Dr. Benjamin Anyanwu, a neurologist with Forsyth Medical Center, said key warning signs of a stroke are a drooping face, arm weakness, and speech difficulty. If you experience these symptoms, you should call 9-1-1.
On Thursday, using a cane with his right hand and wearing a brace on his left leg, Kirk climbed up the steps to the Senate's front door with the help of Vice President Biden and Sen. Joe Manchin, D-W.Va. Every now and then, he'd turn around to wave at his fellow members of Congress, and he also got a hug from Sen. Kay Hagan, D-N.C.
Kirk was officially welcomed by Biden, who was there to administer the oath of office to new senators in the 113th Congress.
"You got all day, pal," Biden, who suffered a brain aneurysm in 1988, could be heard saying as Kirk began the climb. "It took me seven months to make these steps."
Kirk's recovery has been heralded as an example for stroke victims and other people who have suffered brain injuries.

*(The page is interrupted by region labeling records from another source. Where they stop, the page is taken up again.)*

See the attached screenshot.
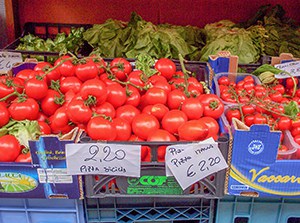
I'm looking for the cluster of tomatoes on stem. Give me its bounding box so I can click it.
[0,55,224,160]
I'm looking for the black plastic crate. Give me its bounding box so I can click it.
[4,22,92,61]
[84,198,216,223]
[80,131,229,199]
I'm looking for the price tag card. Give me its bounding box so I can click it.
[66,143,141,177]
[274,61,300,79]
[166,139,228,190]
[0,51,23,73]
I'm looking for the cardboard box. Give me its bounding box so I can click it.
[225,119,300,198]
[0,129,83,199]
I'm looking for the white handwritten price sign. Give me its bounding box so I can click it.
[66,143,141,177]
[0,51,22,73]
[166,142,228,190]
[274,61,300,79]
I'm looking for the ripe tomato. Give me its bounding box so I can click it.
[225,108,241,123]
[161,110,188,134]
[199,117,220,140]
[132,113,159,139]
[92,101,116,118]
[253,113,268,124]
[167,89,187,109]
[110,58,132,81]
[242,105,255,115]
[59,76,82,94]
[38,121,51,135]
[86,116,117,141]
[41,89,61,116]
[54,55,75,77]
[66,98,93,124]
[145,87,167,105]
[244,114,254,127]
[0,135,21,162]
[143,104,169,121]
[0,103,10,127]
[106,84,127,108]
[147,129,177,142]
[125,85,141,107]
[178,120,208,141]
[181,98,203,120]
[112,118,131,141]
[8,98,39,121]
[285,77,299,89]
[80,79,108,106]
[278,116,292,131]
[218,76,230,86]
[75,60,99,82]
[25,76,48,100]
[154,58,176,80]
[116,105,141,124]
[199,94,224,119]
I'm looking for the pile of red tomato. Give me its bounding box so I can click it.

"The significance of the senator's climb up the stairs is tremendous, particularly to help inspire the minds and activities of others who suffered strokes," said Dr. Elliot Roth, medical director at the Rehabilitation Institute unit where Kirk received his care.
Kirk's care-givers described aggressive, individualized treatment -- almost like boot camp -- that included several therapy sessions each day. Michael Klonowski, who was Kirk's primary therapist in Chicago, said he was more emotional than he thought he would be as he saw his former patient make the climb.
"Seeing what he's done is absolutely inspiring," Klonowski said. "I've seen him go up tons of stairs. ... It was really something to see him do what he did today."
Rep. Tammy Duckworth, D-Ill., an Iraq combat veteran who lost both of her legs and the use of an arm in battle, stood on her prosthetic legs on the Capitol steps to cheer on Kirk. She hailed his achievement as one for all people with disabilities.
Kirk, 53, served in the House for 10 years before winning a bruising battle for the Senate against Democrat Alexi Giannoulias. He is a former intelligence officer in the U.S. Navy and was deployed twice to Afghanistan as part of the reserves.